Jye Edwards

Personal information
- Born: 6 March 1998 (age 27)

Sport
- Sport: Track and Field
- Event: 1500 metres

= Jye Edwards =

Australian athlete

Jye Edwards (born 6 March 1998) is an Australian middle-distance runner. Edwards competed at the Tokyo 2020 Olympic Games. He came seventh in his Men's 1500m heat with a time of 3:42.62 and was therefore eliminated.

== Early years ==
Edwards began competing in athletics when he was 6-years-old. He was encouraged to do so along with his three siblings at Albion Park Little Athletics Club, Shellharbour, New South Wales. He was a keen cricketer, but found that he was a very good runner and joined Bankstown Sports Athletics Club in Sydney.

Edwards is a former student at Warilla High School, in New South Wales and is coached by Dick Telford.

== Achievements ==
In February 2017, he recorded the seventh-fastest 1500 metres time in Australian history at the NSW Juniors Sydney Invitational in a time of 3:41.69. Then a torn achilles, a knee issue and stress fracture to his right femur blunted Jye's career but in 2019 a second place at the New South Wales Cross Country Championships at Willandra in the open men's section displayed his return towards fitness.

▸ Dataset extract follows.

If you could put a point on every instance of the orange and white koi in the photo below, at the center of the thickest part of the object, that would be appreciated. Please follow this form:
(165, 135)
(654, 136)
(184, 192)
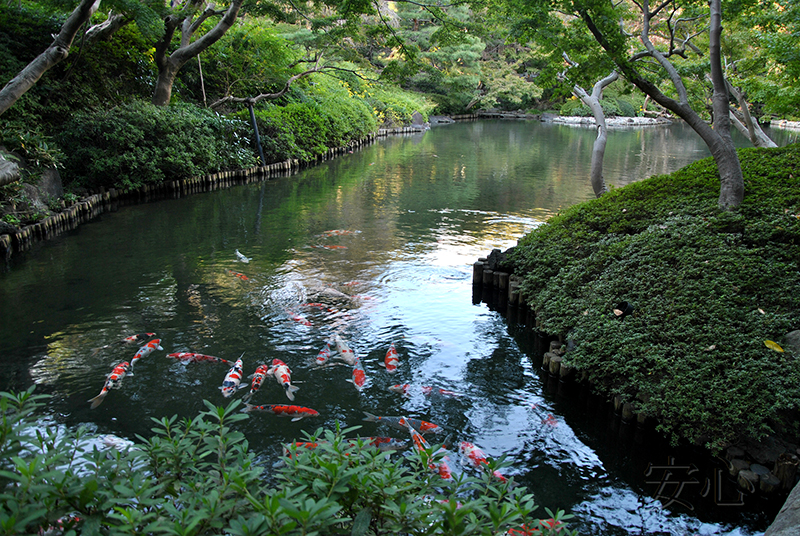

Edwards ran a 7:56 3000 metres personal best in Sydney in November 2020 and then ran a 3:57 mile personal best a month later. On 18 April 2021, Edwards won gold in a time of 3:33.99 seconds at the Sydney Olympic Park to win the 1500 metres at the Australian National Athletics Championships and secure the Olympic qualifying standard for the delayed 2020 Summer Games in Tokyo. Running at the Olympics in Tokyo he finished seventh in his heat.